Download [PDF 1.2MB]
Performance is regarded as one of the most valuable non-functional requirements of an application. If you are reading this, you are probably using an application like a browser or document reader, and understand how important performance is. In this article, I will talk about applications’ good performance and three developers’ behaviors that prevent it.
It doesn’t matter whether you are someone who just graduated from school or have years of experience; when you have to develop something, you will probably look for something that was already developed. Hopefully in the same programming language.
This is not a bad thing. In fact, it often speeds up development. But, on the other hand, it also might prevent you from learning something. Because only rarely does this approach involve taking the time to inspect the code and understand not only the algorithm but also the inner workings of each line of code.
That is one example of us, as developers, falling into behavior number one. But there are other ways too. For example, when I was younger and just starting my journey in software development, my boss at the time was my role model, and whatever he did was the best someone could do. Whenever I had to do something, I looked at how he did it and replicated it as closely as possible. Many times, I did not understand why his approach worked, but who cares, right? It worked!
There is a kind of developer that I call a “4x4.” He or she is someone, who when asked to do something works as hard as possible to complete it. They usually look for building blocks, or pieces of things already done, puts them all together, and “voilà!” The thing is done! Rarely does this kind of developer spend any time understanding all the pieces he or she found and don’t consider or investigate scalability, maintainability, or performance.
There is one more situation that leads to developers not understanding how things actually work: never running into problems! When you use a technology for the first time and you run into problems, you dig into the details of the technology, and you end up understanding how it works.
At this point, let’s look at some examples that will help us understand the difference between understanding the technology and simply using it. Since I am, for the most part, a .NET* web developer, I will focus on that.
Let’s look at the code snippet below. Pretty plain. The code just updates the style of an element in the DOM. The problem (which is less of a problem with modern browsers but included to illustrate the point), is that it is traversing the DOM tree three times. If this code is repeated and the document is large and complex, there will be a performance hit in the application.
Fixing such a problem is easy. Look at the following code snipped. There is a direct reference hold in the variable myField prior to working on the object. This new code is less verbose, quicker to read and understand, and has better performance since there is only one access to the DOM tree.
Let’s look at another example. This example was taken from: http://code.tutsplus.com/tutorials/10-ways-to-instantly-increase-your-jquery-performance--net-5551
In the following figure, there are two equivalent code snippets. Each code creates a thousand list item li elements. The code on the right adds an id attribute to each li element, whereas the code on the left adds a class attribute to each li element.

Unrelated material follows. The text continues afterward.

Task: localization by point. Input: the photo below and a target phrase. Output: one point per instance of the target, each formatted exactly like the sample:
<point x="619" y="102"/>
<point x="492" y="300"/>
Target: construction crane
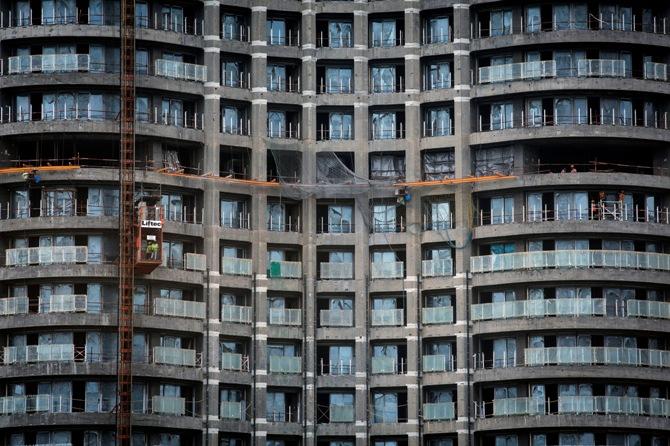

As you can see, the second part of each code snippet simply accesses each of the thousand li elements that was created. In my benchmarking in Internet Explorer* 10 and Chrome* 48, the average time taken was 57 ms for the code on the left and 9 ms for the code on the right—significantly less. The difference is huge in this case when just accessing the elements in one way or the other.
This example has to be taken very carefully! There are so many additional things to understand that might make this example look wrong, like the order in which the selectors are evaluated, which is from right to left. If you are using jQuery*, read about the DOM context as well. For general CSS Selectors’ performance concepts, see the following article: https://smacss.com/book/selectors
The next image shows two different ways of creating an object with two properties and one method. On the left, the class’s constructor adds the two properties to the object and the additional method is added through the class’s prototype. On the right, the constructor adds the properties and the method at once.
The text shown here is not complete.